Objective
We sought to compare the rates of superimposed preeclampsia and adverse outcomes in women with chronic hypertension with or without prior preeclampsia.
Study Design
We conducted secondary analysis of 369 women with chronic hypertension (104 with prior preeclampsia) enrolled at 12-19 weeks as part of a multisite trial of antioxidants to prevent preeclampsia (no reduction was found). Outcome measures were rates of superimposed preeclampsia and other adverse perinatal outcomes.
Results
Prepregnancy body mass index, blood pressure, and smoking status at enrollment were similar between groups. The rates of superimposed preeclampsia (17.3% vs 17.7%), abruptio placentae (1.0% vs 3.1%), perinatal death (6.7% vs 8.7%), and small for gestational age (18.4% vs 14.3%) were similar between groups, but preterm delivery <37 weeks was higher in the prior preeclampsia group (36.9% vs 27.1%; adjusted risk ratio, 1.46; 95% confidence interval, 1.05–2.03; P = .032).
Conclusion
In women with chronic hypertension, a history of preeclampsia does not increase the rate of superimposed preeclampsia, but is associated with an increased rate of delivery at <37 weeks.
Chronic hypertension is a relatively common disorder occurring in approximately 1-5% of pregnant women.
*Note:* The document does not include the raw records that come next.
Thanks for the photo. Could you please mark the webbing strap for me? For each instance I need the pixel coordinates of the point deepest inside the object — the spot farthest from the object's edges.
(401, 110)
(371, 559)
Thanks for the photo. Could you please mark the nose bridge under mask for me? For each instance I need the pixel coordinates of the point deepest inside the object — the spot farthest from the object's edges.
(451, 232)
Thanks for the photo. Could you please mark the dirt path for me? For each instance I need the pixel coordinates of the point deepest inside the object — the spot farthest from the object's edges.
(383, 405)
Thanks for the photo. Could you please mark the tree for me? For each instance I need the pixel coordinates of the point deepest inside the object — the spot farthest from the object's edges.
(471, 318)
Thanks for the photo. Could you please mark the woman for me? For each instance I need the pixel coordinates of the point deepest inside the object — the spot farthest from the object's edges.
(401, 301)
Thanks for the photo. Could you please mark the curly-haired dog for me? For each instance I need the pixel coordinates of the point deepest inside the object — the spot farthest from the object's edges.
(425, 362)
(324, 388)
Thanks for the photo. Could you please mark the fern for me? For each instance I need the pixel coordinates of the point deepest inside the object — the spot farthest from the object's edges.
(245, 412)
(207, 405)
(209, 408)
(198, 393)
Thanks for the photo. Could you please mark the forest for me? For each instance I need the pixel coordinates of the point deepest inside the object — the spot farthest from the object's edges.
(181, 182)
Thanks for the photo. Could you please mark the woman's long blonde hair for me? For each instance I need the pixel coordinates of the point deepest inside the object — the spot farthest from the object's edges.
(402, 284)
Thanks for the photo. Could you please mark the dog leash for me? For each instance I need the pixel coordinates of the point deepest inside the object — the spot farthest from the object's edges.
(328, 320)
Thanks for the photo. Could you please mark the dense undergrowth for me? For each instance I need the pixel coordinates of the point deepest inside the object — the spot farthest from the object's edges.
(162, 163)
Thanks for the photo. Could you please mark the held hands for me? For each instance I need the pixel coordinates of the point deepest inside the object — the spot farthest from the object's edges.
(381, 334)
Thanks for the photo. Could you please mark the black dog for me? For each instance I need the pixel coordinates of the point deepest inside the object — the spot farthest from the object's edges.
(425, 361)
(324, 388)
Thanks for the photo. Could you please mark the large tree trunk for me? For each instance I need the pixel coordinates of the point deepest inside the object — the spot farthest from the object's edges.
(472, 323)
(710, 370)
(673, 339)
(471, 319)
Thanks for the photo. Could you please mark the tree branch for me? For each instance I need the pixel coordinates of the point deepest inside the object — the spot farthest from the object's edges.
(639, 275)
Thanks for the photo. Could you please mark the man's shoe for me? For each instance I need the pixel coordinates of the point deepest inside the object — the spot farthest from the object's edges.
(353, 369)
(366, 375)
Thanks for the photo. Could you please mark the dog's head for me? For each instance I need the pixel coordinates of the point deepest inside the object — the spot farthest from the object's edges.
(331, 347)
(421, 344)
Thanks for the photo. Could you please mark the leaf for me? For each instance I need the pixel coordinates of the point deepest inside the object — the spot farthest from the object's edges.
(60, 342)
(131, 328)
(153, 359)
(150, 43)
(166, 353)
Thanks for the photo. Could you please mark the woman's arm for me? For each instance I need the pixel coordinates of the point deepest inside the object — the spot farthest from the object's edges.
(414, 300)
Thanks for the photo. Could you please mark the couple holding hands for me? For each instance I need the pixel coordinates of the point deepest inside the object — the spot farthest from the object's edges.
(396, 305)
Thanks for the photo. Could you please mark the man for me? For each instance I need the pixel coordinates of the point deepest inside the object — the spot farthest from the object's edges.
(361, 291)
The incidence depends on the woman’s age, body mass index (BMI), ethnic origin, and the presence of associated medical disorders such as renal disease, diabetes mellitus, and connective tissue disease. Because of the current trend of childbearing at an older age and the epidemic of obesity and type 2 diabetes worldwide, it is expected that the prevalence of chronic hypertension in pregnancy will continue to increase.
There are numerous studies describing an increased rate of preeclampsia in women with chronic hypertension. In addition, the findings of these studies emphasize that the development of superimposed preeclampsia is associated with high rates of adverse pregnancy outcomes. In women without chronic hypertension, the risk of preeclampsia is increased with a history of preeclampsia, advanced maternal age, and increased BMI, whereas it is reduced in those who smoke during pregnancy. Despite the extensive research on the rate of superimposed preeclampsia and associated adverse outcome related to superimposed preeclampsia in women with chronic hypertension, there are limited data on risk factors for superimposed preeclampsia in such women, and there are no data evaluating the impact of prior preeclampsia on adverse pregnancy outcome in women with chronic hypertension.
We performed a secondary analysis of 369 women with chronic hypertension enrolled as part of a trial of antioxidants to prevent preeclampsia. The primary outcome for this analysis, the development of superimposed preeclampsia, and other adverse pregnancy outcomes were compared between women with and without prior preeclampsia in the most recent pregnancy lasting at least 20 weeks. We also examined risk factors for development of superimposed preeclampsia in this population.
Materials and Methods
The multicenter clinical trial was conducted as a protocol within the National Institute of Child Health and Human Development (NICHD) Global Network for Women’s and Children’s Health Research. The primary clinical center (Recife) and 3 additional clinical sites (Campinas, Botucatu, and Porto Alegre) are major teaching hospitals that serve a primarily urban low-income population in Brazil. The study protocol was approved by the NICHD and the institutional review boards at the University of Cincinnati, each participating site, and the data coordinating center.
Subjects
We enrolled women seeking prenatal care who were 12 0/7 –19 6/7 weeks pregnant and diagnosed with nonproteinuric chronic hypertension or a history of preeclampsia in their most recent pregnancy that progressed >20 weeks’ gestation. Chronic hypertension was defined as the presence of hypertension prior to pregnancy or <20 weeks’ gestation. For women receiving antihypertensive medications at time of enrollment, the presence of sustained hypertension <20 weeks’ gestation was not mandated. A diagnosis of prior preeclampsia was based on review of the medical record for the previous pregnancy by the research team. In the absence of medical records, the diagnosis was according to the best judgment of the research team. This required that the team confirm that the patients’ reported events of their pregnancies are highly consistent with a diagnosis of prior preeclampsia. Exclusion criteria were planned delivery elsewhere, multifetal gestation, allergy to vitamin C or vitamin E, requirement for aspirin or anticoagulant medication, 24-hour urinary protein ≥300 mg, prepregnancy diabetes mellitus, known fetal anomaly incompatible with life, or prior participation in the study.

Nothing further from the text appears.